Category B — Docker Runtime State
Actual condition of Docker containers and networks. Never written to bbolt; obtained via docker inspect on restart.
| State | How to Obtain |
|---|---|
| Container running/exited/OOM status | docker inspect {container_name} |
| Container exit code | docker inspect {container_name} |
| Service health status | docker inspect {container_name} → .State.Health |
| Network exists | docker network inspect {network_name} |
Category C — Derived / Rebuilt State
Recomputed on startup from Category A and B.
| State | Rebuilt From |
|---|---|
| Network name | agbox-net-{sanitize(sandbox_id)} |
| Primary container name | agbox-primary-{sanitize(sandbox_id)} |
| Service container name | agbox-svc-{sanitize(sandbox_id)}-{sanitize(service_name)} |
| Exec ID → Sandbox ID mapping | Enumerate exec-config:{sandbox_id} buckets |
deletedAtRecorded flag | Presence check in sandbox-deleted-at |
lastTerminalRunFinishedAt | Latest terminal exec event timestamp |
nextSequence | MaxSequence() over events:{sandbox_id} |
context.CancelFunc per exec | New cancel context for running execs |
optionalServiceStarts channels | Re-inspect optional service containers |
sandboxRuntimeState | Container names + runtime status from Docker |
Category D — Host Filesystem Artifacts
| Artifact | Host Path | Container Path |
|---|---|---|
| Exec stdout log | {ArtifactOutputRoot}/{sandbox_id}/{exec_id}.stdout.log | /var/log/agents-sandbox/{exec_id}.stdout.log |
| Exec stderr log | {ArtifactOutputRoot}/{sandbox_id}/{exec_id}.stderr.log | /var/log/agents-sandbox/{exec_id}.stderr.log |
Default ArtifactOutputRoot on Linux: ~/.local/share/agents-sandbox/exec-logs/
Restart Recovery Contract
flowchart TD
Start[Daemon startup] --> OpenDB[Open bbolt ids.db]
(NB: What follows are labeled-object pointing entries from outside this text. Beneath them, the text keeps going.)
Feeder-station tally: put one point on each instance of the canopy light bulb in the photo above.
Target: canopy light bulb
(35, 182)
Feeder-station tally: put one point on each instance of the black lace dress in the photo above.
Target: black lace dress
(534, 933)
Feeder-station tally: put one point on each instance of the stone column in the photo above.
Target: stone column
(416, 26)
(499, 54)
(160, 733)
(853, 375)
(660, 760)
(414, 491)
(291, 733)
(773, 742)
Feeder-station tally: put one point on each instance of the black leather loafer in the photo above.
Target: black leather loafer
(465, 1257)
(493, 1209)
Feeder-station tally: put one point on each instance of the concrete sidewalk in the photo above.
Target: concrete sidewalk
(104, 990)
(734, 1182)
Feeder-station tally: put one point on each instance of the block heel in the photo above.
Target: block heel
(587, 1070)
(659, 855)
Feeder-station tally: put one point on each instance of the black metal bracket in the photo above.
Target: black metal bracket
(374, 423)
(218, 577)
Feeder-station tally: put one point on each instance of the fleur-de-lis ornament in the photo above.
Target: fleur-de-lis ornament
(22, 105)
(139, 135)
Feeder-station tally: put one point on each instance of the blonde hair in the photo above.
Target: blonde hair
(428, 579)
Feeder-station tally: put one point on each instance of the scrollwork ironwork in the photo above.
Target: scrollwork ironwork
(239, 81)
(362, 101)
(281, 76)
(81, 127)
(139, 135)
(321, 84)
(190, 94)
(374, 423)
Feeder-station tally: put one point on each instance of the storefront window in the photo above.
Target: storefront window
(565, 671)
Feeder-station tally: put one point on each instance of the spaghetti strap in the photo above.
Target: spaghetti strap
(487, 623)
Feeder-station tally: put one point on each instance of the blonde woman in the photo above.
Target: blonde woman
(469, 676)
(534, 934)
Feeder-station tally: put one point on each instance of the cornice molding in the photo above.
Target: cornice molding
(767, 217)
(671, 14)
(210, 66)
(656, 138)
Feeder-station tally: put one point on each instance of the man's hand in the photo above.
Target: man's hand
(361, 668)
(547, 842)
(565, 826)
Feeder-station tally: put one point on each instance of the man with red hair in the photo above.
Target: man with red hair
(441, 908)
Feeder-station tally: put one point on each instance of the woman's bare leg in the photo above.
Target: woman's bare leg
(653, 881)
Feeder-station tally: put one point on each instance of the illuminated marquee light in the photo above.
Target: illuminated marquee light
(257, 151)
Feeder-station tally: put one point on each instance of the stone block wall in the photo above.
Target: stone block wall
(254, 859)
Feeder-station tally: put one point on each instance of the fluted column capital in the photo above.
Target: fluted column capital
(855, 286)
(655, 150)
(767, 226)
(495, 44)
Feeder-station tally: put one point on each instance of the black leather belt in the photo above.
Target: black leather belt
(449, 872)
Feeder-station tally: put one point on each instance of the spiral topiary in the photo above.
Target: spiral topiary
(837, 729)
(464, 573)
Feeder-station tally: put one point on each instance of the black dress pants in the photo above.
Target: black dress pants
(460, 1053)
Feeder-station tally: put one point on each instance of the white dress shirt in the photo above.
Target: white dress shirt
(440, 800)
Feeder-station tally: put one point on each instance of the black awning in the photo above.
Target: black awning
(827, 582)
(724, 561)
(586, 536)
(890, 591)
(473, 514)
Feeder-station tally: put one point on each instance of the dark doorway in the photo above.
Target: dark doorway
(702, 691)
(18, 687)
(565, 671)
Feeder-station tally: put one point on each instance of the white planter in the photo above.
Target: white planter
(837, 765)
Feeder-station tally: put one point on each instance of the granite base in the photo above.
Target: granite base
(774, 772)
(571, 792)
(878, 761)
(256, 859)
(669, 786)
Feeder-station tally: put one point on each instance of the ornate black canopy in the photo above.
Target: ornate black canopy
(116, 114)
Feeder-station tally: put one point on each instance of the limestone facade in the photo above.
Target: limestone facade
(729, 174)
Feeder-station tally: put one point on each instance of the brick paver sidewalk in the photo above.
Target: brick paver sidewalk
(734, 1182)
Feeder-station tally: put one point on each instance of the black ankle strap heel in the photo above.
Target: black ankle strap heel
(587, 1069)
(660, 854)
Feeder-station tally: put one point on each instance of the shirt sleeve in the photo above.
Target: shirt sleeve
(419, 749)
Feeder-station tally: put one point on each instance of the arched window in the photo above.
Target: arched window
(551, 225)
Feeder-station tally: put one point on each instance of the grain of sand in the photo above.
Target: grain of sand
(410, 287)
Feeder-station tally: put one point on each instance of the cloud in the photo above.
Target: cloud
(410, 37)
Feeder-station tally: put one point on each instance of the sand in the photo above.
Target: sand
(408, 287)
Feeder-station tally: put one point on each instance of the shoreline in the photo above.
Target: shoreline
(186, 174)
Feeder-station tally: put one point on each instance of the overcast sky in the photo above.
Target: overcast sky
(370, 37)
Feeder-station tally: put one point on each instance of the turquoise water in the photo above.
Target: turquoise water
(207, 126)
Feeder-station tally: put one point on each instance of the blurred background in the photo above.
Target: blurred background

OpenDB --> LoadIDs[Load all sandbox IDs from sandbox-config]
LoadIDs --> ForEach[For each sandbox]
ForEach --> LoadA[Load Category A state]
LoadA --> DeriveC[Derive Category C state]
DeriveC --> QueryB[Query Category B via docker inspect]
QueryB --> Reconcile{Reconcile}
Reconcile -->|READY + running| RestoreReady[Restore as READY]
Reconcile -->|READY + exited| ToFailed[FAILED]
Reconcile -->|STOPPED + exited| RestoreStopped[Restore as STOPPED]
Reconcile -->|PENDING + missing| ToFailed2[FAILED]
Reconcile -->|DELETED / DELETING| Cleanup[Cleanup and finalize]
Reconcile -->|FAILED| RestoreFailed[Restore as FAILED]
RestoreReady --> Next[Next sandbox]
ToFailed --> Next
RestoreStopped --> Next
ToFailed2 --> Next
Cleanup --> Next
RestoreFailed --> Next
Next -->|All done| EventLoop[Subscribe Docker events]
EventLoop -->|Connection lost| FullReconcile[Full reconcile then re-subscribe]
FullReconcile --> EventLoopAfter all sandboxes are recovered, the daemon subscribes to Docker events for real-time container state changes. On connection loss, it performs a full reconcile via docker inspect then re-subscribes.
bbolt Value Type Constraint
| Type | Encoding | Version Compatibility |
|---|---|---|
| Fixed-width integer | Big-endian uint64/int64 (8 bytes) | Immutable |
| Protobuf message | proto.Marshal(msg) | proto3 forward/backward compatible |
No strings, JSON, YAML, or custom binary formats in bbolt values. Keys follow the same rule: either fixed-width integer (sequence numbers) or UTF-8 string identifier. This delegates all schema evolution to protobuf.
Version Compatibility
- New proto fields: proto3 forward-compatible; new daemons handle absent fields with zero-value defaults.
- New bbolt buckets: created on first access; no migration needed.
- Changing message semantics: introduce new
EventTypeor proto message. - Removing persisted state: stop writing, keep reading logic for at least one release cycle.